Production of high resolution patterned images used in the fabrication of miniaturized circuits depends upon the exposure of selected portions of a radiation curable material, commonly called a resist, to incident radiation which initiates reactions within the exposed portion of the resist causing it to become more or less easily removed with respect to the unexposed portion when developed. Typically, resists are coated onto substrates composed of materials used in the manufacture of large scale integration devices, etc. For polymeric resists, the reactions are generally either crosslinking or chain scission. If the reaction is crosslinking, the polymer material is generally called, following photographic terminology, a negative resist because the crosslinking renders the exposed portion relatively insoluble with respect to the unexposed portion and permits removal of the unexposed portion of the resist during development. After development, the now bared substrate may be modified by removal of substrate material or by deposition of new material.
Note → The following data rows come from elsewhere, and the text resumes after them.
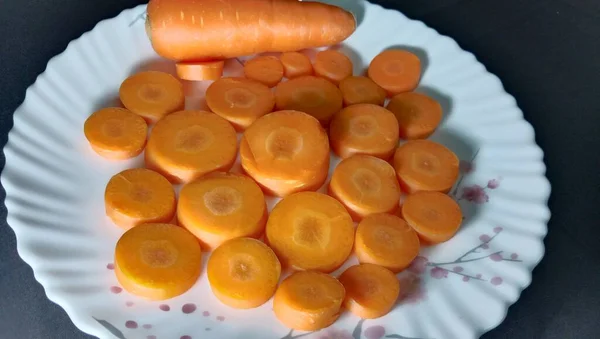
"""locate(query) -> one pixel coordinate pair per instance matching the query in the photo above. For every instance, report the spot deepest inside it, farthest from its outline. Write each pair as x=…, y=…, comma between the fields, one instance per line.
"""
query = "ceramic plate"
x=54, y=195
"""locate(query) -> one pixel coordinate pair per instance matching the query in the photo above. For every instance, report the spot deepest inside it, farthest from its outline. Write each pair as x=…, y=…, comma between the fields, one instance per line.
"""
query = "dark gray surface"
x=547, y=54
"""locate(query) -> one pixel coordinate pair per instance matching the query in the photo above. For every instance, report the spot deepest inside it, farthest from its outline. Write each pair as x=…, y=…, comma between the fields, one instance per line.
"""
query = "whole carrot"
x=219, y=29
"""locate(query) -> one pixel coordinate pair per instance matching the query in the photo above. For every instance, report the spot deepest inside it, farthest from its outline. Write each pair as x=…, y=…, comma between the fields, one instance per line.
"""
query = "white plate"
x=54, y=194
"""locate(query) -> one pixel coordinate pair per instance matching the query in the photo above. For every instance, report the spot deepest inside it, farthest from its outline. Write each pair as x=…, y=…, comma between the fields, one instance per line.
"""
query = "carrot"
x=200, y=71
x=424, y=165
x=365, y=185
x=396, y=71
x=116, y=133
x=371, y=290
x=310, y=231
x=308, y=301
x=240, y=101
x=315, y=96
x=188, y=144
x=333, y=66
x=386, y=240
x=286, y=152
x=418, y=115
x=157, y=261
x=361, y=90
x=243, y=273
x=364, y=129
x=222, y=206
x=137, y=196
x=221, y=29
x=152, y=95
x=295, y=64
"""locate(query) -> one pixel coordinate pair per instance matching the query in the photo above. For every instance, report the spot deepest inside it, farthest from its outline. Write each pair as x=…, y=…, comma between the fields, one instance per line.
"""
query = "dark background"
x=547, y=53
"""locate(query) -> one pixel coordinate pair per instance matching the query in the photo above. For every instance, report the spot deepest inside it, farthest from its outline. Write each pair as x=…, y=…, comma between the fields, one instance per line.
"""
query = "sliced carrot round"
x=435, y=216
x=315, y=96
x=308, y=301
x=371, y=290
x=116, y=133
x=386, y=240
x=265, y=69
x=243, y=273
x=295, y=64
x=188, y=144
x=137, y=196
x=424, y=165
x=240, y=101
x=310, y=231
x=361, y=90
x=364, y=129
x=418, y=115
x=365, y=185
x=396, y=71
x=222, y=206
x=332, y=65
x=152, y=95
x=157, y=261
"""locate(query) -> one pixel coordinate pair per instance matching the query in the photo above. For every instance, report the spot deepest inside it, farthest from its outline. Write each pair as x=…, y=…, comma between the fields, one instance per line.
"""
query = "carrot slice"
x=364, y=129
x=243, y=273
x=222, y=206
x=152, y=95
x=418, y=115
x=157, y=261
x=396, y=71
x=308, y=301
x=240, y=101
x=315, y=96
x=386, y=240
x=286, y=152
x=435, y=216
x=310, y=231
x=295, y=64
x=116, y=133
x=371, y=290
x=361, y=90
x=424, y=165
x=265, y=69
x=137, y=196
x=365, y=185
x=188, y=144
x=200, y=70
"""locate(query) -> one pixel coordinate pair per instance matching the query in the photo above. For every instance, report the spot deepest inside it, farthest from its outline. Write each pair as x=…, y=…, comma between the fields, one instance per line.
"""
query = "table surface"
x=547, y=54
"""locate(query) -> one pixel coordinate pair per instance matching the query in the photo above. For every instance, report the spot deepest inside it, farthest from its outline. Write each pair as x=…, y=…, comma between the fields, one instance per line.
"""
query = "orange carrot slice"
x=365, y=185
x=157, y=261
x=188, y=144
x=137, y=196
x=152, y=95
x=424, y=165
x=435, y=216
x=116, y=133
x=386, y=240
x=361, y=90
x=243, y=273
x=240, y=101
x=364, y=129
x=315, y=96
x=310, y=231
x=295, y=64
x=418, y=115
x=333, y=66
x=308, y=301
x=371, y=290
x=396, y=71
x=222, y=206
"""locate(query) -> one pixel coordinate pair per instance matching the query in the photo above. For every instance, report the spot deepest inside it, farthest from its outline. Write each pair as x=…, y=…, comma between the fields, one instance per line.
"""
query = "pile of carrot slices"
x=285, y=117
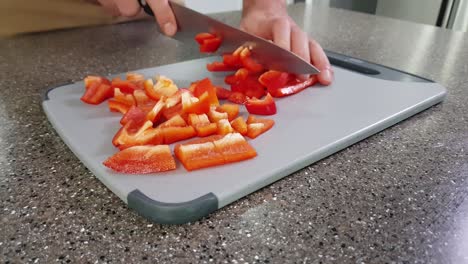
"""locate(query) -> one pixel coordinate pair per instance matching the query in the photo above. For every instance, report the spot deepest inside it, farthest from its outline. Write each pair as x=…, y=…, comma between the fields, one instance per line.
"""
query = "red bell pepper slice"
x=232, y=60
x=91, y=79
x=135, y=77
x=214, y=151
x=197, y=155
x=258, y=126
x=230, y=79
x=135, y=114
x=170, y=112
x=274, y=79
x=234, y=148
x=266, y=106
x=293, y=88
x=217, y=66
x=126, y=99
x=97, y=93
x=241, y=74
x=175, y=121
x=142, y=160
x=237, y=98
x=210, y=45
x=174, y=134
x=222, y=93
x=203, y=86
x=251, y=65
x=224, y=127
x=199, y=106
x=239, y=125
x=232, y=110
x=137, y=134
x=115, y=106
x=124, y=85
x=215, y=116
x=201, y=37
x=252, y=87
x=206, y=130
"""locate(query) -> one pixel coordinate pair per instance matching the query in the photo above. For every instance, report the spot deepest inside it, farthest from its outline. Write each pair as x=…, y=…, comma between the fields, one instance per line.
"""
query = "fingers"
x=300, y=45
x=320, y=60
x=164, y=16
x=128, y=8
x=282, y=33
x=110, y=7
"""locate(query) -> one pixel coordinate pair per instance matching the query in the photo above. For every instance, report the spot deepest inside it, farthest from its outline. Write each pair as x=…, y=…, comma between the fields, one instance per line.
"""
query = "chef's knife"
x=272, y=56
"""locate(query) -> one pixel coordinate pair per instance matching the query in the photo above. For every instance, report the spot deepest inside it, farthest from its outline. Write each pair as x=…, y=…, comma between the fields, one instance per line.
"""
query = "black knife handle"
x=146, y=7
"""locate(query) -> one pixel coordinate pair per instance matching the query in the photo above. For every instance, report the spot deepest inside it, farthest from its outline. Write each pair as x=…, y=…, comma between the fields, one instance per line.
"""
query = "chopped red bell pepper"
x=135, y=77
x=292, y=88
x=219, y=66
x=126, y=99
x=252, y=87
x=143, y=101
x=142, y=160
x=134, y=113
x=198, y=155
x=232, y=60
x=230, y=79
x=222, y=93
x=163, y=87
x=193, y=105
x=155, y=113
x=224, y=127
x=203, y=86
x=97, y=93
x=125, y=86
x=258, y=126
x=234, y=148
x=174, y=134
x=241, y=74
x=214, y=151
x=115, y=106
x=137, y=134
x=170, y=112
x=251, y=65
x=206, y=130
x=175, y=121
x=201, y=37
x=232, y=110
x=215, y=115
x=210, y=45
x=237, y=98
x=274, y=79
x=239, y=125
x=91, y=79
x=266, y=106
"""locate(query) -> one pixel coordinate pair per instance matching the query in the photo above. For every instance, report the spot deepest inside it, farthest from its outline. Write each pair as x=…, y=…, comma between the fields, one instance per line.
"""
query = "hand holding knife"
x=266, y=19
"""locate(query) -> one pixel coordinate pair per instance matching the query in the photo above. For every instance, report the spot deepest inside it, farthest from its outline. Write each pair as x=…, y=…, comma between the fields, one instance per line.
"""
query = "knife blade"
x=190, y=23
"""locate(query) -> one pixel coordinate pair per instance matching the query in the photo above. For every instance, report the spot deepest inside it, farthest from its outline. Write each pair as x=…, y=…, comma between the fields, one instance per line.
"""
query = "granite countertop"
x=399, y=196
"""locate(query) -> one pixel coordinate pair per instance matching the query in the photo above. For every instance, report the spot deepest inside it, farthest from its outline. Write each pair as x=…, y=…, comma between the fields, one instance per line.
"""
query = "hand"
x=130, y=8
x=270, y=20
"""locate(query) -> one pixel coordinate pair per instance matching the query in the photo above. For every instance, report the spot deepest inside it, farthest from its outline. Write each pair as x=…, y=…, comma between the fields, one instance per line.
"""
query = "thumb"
x=164, y=16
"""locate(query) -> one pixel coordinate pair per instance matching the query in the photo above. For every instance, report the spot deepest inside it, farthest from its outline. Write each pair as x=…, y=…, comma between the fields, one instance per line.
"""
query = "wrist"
x=268, y=6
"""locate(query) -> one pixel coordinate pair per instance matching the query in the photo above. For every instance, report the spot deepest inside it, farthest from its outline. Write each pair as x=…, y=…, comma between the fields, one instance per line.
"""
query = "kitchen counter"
x=398, y=196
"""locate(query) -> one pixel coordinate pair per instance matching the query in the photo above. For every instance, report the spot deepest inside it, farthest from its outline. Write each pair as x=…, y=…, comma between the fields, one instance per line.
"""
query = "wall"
x=421, y=11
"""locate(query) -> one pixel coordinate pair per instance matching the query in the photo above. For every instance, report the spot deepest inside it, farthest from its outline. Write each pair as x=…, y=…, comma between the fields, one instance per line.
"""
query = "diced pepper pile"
x=251, y=84
x=157, y=113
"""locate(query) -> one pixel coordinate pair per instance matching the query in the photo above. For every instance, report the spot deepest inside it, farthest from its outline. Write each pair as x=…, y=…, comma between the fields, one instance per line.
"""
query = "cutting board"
x=364, y=99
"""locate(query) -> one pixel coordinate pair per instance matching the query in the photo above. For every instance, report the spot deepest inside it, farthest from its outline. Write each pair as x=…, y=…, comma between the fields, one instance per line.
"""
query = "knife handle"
x=146, y=7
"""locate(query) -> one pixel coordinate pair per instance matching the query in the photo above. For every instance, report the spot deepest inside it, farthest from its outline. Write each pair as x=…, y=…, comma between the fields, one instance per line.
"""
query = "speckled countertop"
x=398, y=197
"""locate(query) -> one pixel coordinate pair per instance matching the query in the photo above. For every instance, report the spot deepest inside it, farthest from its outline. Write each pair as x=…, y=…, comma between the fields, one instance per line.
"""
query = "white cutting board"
x=309, y=126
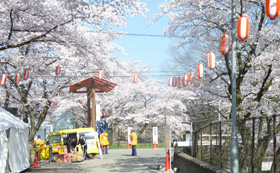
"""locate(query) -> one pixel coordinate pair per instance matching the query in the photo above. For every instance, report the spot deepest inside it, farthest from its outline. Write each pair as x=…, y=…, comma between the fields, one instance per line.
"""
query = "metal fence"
x=144, y=138
x=258, y=138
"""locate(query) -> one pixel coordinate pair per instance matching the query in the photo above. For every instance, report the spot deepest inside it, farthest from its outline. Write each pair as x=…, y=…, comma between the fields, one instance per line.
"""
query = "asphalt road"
x=117, y=161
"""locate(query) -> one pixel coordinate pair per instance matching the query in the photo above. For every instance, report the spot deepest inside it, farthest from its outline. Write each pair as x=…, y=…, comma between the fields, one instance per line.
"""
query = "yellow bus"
x=59, y=139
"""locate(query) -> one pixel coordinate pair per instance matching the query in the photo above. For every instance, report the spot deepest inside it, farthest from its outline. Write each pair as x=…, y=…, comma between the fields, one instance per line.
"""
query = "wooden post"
x=253, y=146
x=274, y=145
x=210, y=143
x=88, y=112
x=93, y=109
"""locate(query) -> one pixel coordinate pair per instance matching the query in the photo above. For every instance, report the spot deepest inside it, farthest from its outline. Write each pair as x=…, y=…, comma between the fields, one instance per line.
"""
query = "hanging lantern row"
x=243, y=28
x=225, y=44
x=17, y=77
x=272, y=12
x=211, y=60
x=26, y=74
x=135, y=78
x=57, y=70
x=188, y=79
x=3, y=79
x=106, y=112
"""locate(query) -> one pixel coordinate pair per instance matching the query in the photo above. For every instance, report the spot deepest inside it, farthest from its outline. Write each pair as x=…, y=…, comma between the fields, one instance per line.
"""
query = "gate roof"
x=99, y=85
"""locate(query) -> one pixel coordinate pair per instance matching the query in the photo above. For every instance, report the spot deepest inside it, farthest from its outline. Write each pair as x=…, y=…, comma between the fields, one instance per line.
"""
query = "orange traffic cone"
x=167, y=161
x=155, y=145
x=35, y=164
x=127, y=147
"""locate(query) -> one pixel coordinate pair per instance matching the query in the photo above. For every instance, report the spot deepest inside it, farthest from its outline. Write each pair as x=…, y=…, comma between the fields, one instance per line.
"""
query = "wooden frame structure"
x=91, y=86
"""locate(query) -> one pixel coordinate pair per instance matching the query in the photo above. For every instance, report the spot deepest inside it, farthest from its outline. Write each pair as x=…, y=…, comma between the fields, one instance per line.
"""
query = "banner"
x=155, y=135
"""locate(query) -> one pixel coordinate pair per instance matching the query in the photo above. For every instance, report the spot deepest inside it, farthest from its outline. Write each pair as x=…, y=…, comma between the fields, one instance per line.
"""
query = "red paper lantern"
x=26, y=74
x=100, y=74
x=243, y=28
x=272, y=8
x=170, y=81
x=57, y=70
x=17, y=78
x=174, y=82
x=3, y=79
x=83, y=103
x=185, y=80
x=191, y=76
x=225, y=44
x=200, y=70
x=135, y=78
x=211, y=60
x=179, y=82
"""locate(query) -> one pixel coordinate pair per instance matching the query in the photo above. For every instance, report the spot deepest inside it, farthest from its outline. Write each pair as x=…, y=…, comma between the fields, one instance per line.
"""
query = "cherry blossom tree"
x=39, y=35
x=203, y=23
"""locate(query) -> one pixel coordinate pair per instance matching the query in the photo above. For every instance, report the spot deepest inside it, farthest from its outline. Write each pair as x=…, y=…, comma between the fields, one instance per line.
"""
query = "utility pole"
x=234, y=166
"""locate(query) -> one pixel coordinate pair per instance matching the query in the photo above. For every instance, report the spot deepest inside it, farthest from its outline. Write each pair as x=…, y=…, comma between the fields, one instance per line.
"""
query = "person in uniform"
x=36, y=144
x=104, y=142
x=133, y=138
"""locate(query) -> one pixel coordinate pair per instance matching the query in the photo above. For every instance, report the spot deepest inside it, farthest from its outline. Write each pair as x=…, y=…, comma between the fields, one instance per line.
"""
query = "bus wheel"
x=90, y=156
x=54, y=157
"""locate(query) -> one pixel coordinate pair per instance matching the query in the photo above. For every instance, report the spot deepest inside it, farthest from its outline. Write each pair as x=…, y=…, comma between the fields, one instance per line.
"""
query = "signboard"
x=128, y=134
x=155, y=135
x=167, y=137
x=98, y=113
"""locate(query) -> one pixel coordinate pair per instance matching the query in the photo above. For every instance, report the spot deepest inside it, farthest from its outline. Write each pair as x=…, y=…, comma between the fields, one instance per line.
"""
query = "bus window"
x=88, y=135
x=55, y=139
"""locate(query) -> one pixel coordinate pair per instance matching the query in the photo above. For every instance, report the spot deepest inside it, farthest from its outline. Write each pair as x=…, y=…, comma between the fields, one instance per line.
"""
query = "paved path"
x=117, y=161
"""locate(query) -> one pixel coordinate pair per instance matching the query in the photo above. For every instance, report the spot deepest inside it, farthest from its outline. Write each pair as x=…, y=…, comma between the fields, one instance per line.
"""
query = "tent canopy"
x=8, y=120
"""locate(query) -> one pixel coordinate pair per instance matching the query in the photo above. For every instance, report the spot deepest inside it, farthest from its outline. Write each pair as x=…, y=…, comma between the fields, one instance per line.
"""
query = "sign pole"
x=234, y=166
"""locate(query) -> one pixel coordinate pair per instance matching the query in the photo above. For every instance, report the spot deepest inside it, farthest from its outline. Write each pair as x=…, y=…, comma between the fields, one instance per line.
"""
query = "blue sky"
x=148, y=50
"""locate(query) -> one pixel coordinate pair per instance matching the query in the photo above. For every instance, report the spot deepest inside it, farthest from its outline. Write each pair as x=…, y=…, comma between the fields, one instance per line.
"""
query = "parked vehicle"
x=59, y=142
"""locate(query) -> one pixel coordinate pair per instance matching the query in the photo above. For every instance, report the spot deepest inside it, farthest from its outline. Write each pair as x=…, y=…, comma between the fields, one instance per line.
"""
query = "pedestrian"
x=36, y=144
x=133, y=138
x=72, y=142
x=83, y=143
x=104, y=142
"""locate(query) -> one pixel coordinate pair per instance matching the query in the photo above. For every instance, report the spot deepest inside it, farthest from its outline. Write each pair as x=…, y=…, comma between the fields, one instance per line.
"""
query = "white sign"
x=128, y=134
x=155, y=135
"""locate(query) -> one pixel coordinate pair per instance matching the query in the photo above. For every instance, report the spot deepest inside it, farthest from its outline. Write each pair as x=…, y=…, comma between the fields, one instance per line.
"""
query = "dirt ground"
x=147, y=160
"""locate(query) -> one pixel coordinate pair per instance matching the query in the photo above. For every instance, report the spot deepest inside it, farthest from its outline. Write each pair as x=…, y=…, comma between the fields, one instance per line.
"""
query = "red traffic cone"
x=127, y=147
x=155, y=145
x=167, y=161
x=35, y=164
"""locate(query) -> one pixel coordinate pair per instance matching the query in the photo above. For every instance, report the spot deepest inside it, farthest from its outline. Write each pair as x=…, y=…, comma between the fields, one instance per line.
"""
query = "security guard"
x=104, y=141
x=36, y=144
x=133, y=138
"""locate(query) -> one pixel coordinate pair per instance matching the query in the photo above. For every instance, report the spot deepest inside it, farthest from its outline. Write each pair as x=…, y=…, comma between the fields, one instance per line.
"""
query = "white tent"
x=13, y=142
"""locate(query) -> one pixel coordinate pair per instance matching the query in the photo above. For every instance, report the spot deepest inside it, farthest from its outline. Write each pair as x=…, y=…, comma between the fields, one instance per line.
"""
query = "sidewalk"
x=117, y=161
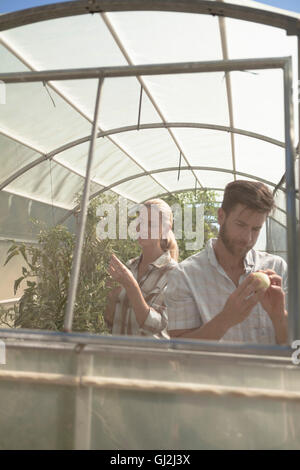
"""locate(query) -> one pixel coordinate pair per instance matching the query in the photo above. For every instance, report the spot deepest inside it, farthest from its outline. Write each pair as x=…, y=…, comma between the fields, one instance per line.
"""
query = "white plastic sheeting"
x=44, y=118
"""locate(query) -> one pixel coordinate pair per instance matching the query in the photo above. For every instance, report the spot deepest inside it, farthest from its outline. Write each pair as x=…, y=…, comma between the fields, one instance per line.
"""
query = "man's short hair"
x=254, y=195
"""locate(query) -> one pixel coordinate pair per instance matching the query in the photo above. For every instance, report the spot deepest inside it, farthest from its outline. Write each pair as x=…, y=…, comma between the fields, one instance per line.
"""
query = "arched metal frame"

In production of typical devices, for example, semiconductor integrated circuits, the described processing sequence will be repeated several times, i.e., the crosslinked resist is stripped off and after subsequent processing of the substrate layers, a new layer of resist is put down and exposed, etc.
Selected portions of the resist coated substrate may be exposed in any of several ways. For example, selected portions of the resist may be sequentially illuminated by a scanning radiation source. Alternatively, a radiation source that exposes all of a mask covered with a pattern formed by material opaque to the radiation may be used to illuminate selected portions of the resist material. The radiation used may be electrons or electromagnetic radiation in the visible, ultraviolet or x-ray region. X-rays and electrons, having wavelengths shorter than radiation in the visible or ultraviolet regions, afford the promise of higher resolution patterned images. X-ray lithography is one of a number of technologies currently being investigated for the fabrication of very high resolution semiconductor devices. In addition to the promise of high resolution, x-ray lithographic systems are potentially both inexpensive and comparable in simplicity with optical proximity printing systems. The entire wafer can be exposed in one step and resolution is not limited by scattering, diffraction effects, standing waves or reflections from the substrate.
A successful lithographic system depends upon the availability of a resist having both good sensitivity to the incident radiation and good adhesion to the substrate. The former requirement is imposed by the necessity of having rapid throughput and the latter requirement is imposed by processing steps including resist pattern development and substrate etching. The first x-ray resist materials were generally polymers such as poly(methyl methacrylate) and poly(glycidyl methacrylate-co-ethyl acrylate) developed primarily as electron beam resists. The latter material, often referred to as COP, has excellent sensitivity to electron beam radiation and good adhesion properties.
However, these materials generally have a sensitivity to x-ray radiation that is too low for practical x-ray lithographic systems and resists were developed specifically for x-ray lithography. U.S. Pat. No. 4,061,829, issued on Dec. 6, 1977, to G. N. Taylor describes a class of chlorinated or brominated polymeric negative resists for x-ray lithography. Good sensitivity to x-rays is obtained by these resists primarily, it is believed, because chlorine and bromine atoms have a generally high mass absorption coefficient for x-rays and can be incorporated into the polymer in high weight percents. Within the class of poly(chloroalkyl acrylates) described, poly(2,3-dichloro-1-propyl acrylate), commonly referred to as DCPA, was found to exhibit the best overall properties as an x-ray resist. Improvement in both the resolving and adhesive properties of the resist would be particularly desirable for the cases when 1 micron initial and 0.5 micron final thickness films of DCPA are required to obtain better step coverage on integrated circuit wafers than thinner films would provide.
It might be thought possible to improve both adhesion and resolution by simply mixing DCPA with another polymer or x-ray resist having either or both better adhesion and resolution. However, mixtures of two or more polymers generally are not compatible. Phase separation of the polymers occurs when they are not compatible. Compatibility of any polymer mixture used as a resist material is important because the phase-separated regions are likely to lead to defects which can decrease resolution or adhesion of the final patterned film. In the phase separated regions there are, in effect, two resists present and the different radiation sensitivities of the two resists can result in different amounts of crosslinking in exposed areas. After development, there may be undeveloped spots, opaque spots or edge roughness in the pattern.
It is generally difficult, if not impossible, to predict the compatibility of those polymers that do form compatible mixtures. This difficulty becomes more pronounced when one or more of the polymers in the mixture has a high weight average molecular weight (M.sub.w). DCPA, when used as an x-ray resist, has M.sub.w desirably between 300,000 and 3,500,000 g/mole.